The Privy Council is often referred to as the ruling body of the Amarr Empire, but this is not technically true. Instead, the Privy Council can be considered a meeting of the rulers of the Empire, but one which does not actually act with any inherent authority. Instead, all authority is derived from the positions the members of the Council already hold.
The Privy Council is made up of the emperor, the five heirs, the Khanid Family representative, the Imperial Chancellor, the Court Chamberlain, the High Deacon of the Theology Council, the heads of the five Ministries, and the Grand Admiral of the Imperial Navy. When the emperor, Chamberlain, and heirs meet, the Council is considered to be holding a closed session. When everyone is present, it is considered a full session. Closed sessions are typically regarded more as informal meetings and discussions, while full sessions are the ones which deal with governance of the Empire.
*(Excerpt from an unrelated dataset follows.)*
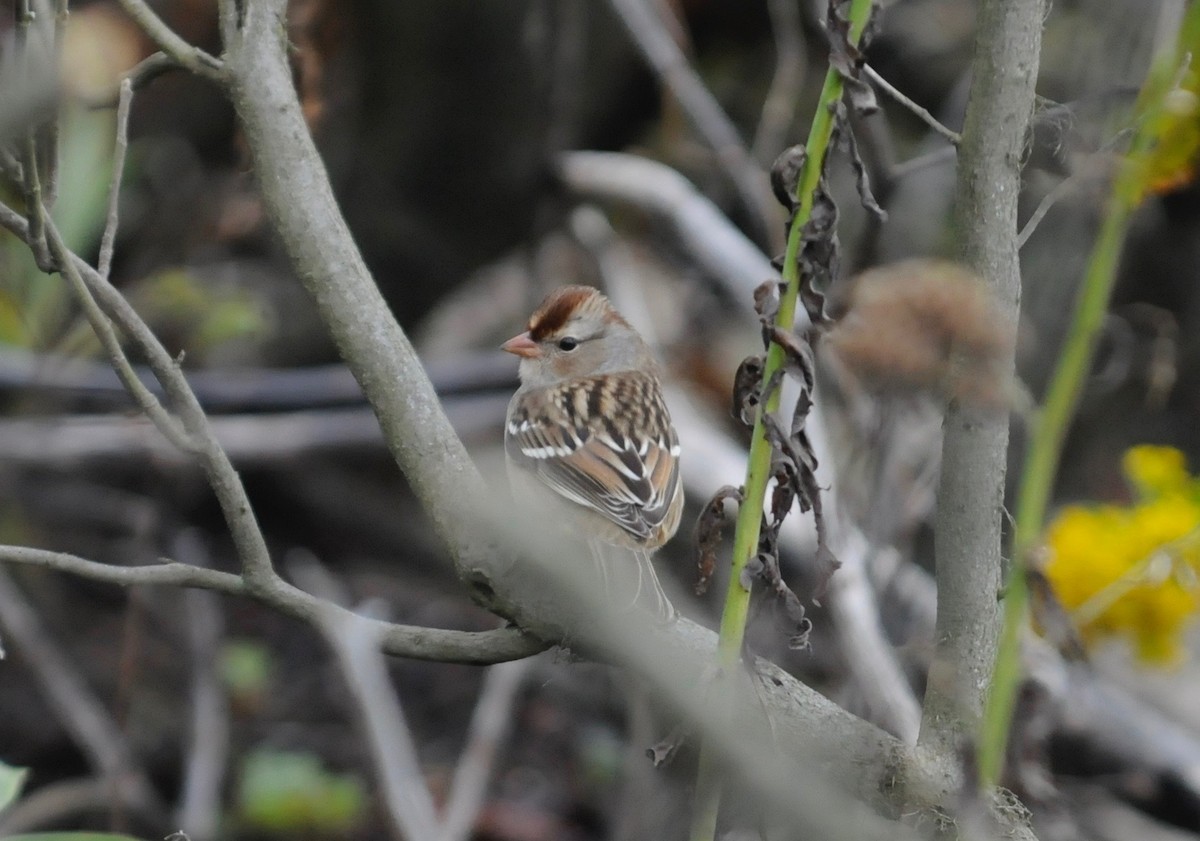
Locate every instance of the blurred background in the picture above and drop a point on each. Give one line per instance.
(443, 125)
Ultimately, the Council is in place to uphold the will of the emperor, but in practice it serves as a political arena where various sides jostle for position and rights. The Council is almost always split into various factions vying for their own way, which the emperor must carefully juggle in order to avoid angering any faction too much. It has often been joked that if the Council does not end with every side feeling it has lost, the emperor has done a poor job.